Ernährungsmythen

... oder hast du schon mal einen Hasen mit Brille gesehen?

Wenn der Hase die Karotten gegessen hätte, würde er dann keine Brille tragen?
20. Mai 2021
Ernährungsmythen werden oft zu unwissenschaftlichem Aberglauben degradiert. Doch entsprechen sie tatsächlich nie der Wahrheit? Und was haben der Zweite Weltkrieg, eine verrutschte Kommastelle und die Franzosen mit der Entstehung solcher Ernährungsmythen zu tun?

Ob im Kuchen, Salat oder als gekochtes Gemüse – Karotten werden auf vielfältige Weise zubereitet. Eltern versuchen so, ihren Kindern das Gemüse schmackhaft zu machen. Dabei fällt oft der Spruch: „Du musst viele Karotten essen, die sind gut für deine Augen. Oder hast du schon mal einen Hasen mit Brille gesehen?“ Doch wie kommen Eltern eigentlich darauf?

Im Zweiten Weltkrieg setzten die Briten bei einem Angriff auf die Deutschen erstmals ein mobiles Radarsystem in Flugzeugen ein, das zur Navigation verwendet wurde. Somit konnten zielgerichtete nächtliche Angriffe geflogen werden.

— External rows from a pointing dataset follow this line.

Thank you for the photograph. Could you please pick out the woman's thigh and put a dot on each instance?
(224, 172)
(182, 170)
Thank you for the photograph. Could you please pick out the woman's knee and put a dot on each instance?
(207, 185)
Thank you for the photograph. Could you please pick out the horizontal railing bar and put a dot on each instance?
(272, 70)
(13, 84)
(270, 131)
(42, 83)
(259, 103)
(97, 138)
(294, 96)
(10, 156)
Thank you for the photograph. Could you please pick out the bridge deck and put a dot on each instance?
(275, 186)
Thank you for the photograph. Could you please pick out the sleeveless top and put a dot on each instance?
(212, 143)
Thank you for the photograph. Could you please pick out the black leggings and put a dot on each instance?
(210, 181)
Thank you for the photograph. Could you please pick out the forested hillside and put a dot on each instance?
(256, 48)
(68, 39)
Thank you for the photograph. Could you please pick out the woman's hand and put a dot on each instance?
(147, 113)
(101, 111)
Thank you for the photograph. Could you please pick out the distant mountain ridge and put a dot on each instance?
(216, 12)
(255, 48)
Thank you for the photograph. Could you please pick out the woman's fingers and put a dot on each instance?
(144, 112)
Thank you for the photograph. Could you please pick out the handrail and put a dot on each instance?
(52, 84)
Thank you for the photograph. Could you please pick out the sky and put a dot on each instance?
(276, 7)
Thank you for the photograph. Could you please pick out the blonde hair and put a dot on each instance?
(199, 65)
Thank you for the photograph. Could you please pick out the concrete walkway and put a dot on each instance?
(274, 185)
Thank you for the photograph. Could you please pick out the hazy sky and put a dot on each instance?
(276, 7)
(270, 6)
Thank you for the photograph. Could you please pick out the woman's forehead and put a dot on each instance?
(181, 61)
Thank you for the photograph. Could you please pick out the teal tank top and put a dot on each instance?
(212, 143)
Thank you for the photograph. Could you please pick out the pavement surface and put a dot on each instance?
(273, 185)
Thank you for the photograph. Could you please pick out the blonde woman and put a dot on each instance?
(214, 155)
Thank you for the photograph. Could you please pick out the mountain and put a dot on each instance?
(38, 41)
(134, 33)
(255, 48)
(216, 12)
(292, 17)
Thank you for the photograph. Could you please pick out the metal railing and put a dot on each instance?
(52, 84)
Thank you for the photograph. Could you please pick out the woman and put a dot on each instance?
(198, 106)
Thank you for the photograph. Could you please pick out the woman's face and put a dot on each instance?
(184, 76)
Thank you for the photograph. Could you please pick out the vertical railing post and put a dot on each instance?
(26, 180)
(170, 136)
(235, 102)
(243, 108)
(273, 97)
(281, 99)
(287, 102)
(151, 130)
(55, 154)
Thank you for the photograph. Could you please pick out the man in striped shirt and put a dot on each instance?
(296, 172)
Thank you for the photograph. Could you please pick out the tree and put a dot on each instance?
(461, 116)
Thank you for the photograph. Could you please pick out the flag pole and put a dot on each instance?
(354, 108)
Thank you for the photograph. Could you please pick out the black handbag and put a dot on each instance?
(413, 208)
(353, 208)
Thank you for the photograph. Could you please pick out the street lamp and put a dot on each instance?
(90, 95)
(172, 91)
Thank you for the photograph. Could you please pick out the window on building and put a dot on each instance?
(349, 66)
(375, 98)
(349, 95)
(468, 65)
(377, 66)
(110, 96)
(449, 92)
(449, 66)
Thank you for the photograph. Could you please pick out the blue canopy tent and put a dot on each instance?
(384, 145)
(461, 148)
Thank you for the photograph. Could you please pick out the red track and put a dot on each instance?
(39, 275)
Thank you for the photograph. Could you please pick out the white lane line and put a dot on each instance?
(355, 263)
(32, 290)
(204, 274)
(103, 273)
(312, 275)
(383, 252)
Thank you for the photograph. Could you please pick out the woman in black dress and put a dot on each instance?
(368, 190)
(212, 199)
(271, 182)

Die Deutschen fragten sich, weshalb die Briten immer so früh von ihren Flugzeugen wussten. Um die Erfindung geheim zu halten, gaben die Briten als Erklärung an, dass die Piloten viele Karotten essen würden und deswegen nachts so gut sehen könnten. So entstand der Mythos, dass Karotten unsere Sehkraft verbessern würden.

Dieser hält sich bis heute hartnäckig in unserer Gesellschaft. Ernährungswissenschaftlerin Prof. Dr. Andrea Henze erklärt, dass Karotten ein guter Vitamin-A-Lieferant seien, da sie dessen Vorstufe, das Beta-Carotin, enthalten. Eine Karotte könne zwar keine Fehlsichtigkeit korrigieren und damit eine Brille ersetzen, jedoch leiste Vitamin A einen Beitrag zur Aufrechterhaltung einer normalen Sehkraft. Ein Vitamin-A-Mangel könne zu Nachtblindheit und im schlimmsten Fall zu vollständiger Erblindung führen. In Deutschland trete ein solcher Mangel jedoch fast nie auf.
Der Karotten-Mythos ist nur einer von vielen Ernährungsmythen.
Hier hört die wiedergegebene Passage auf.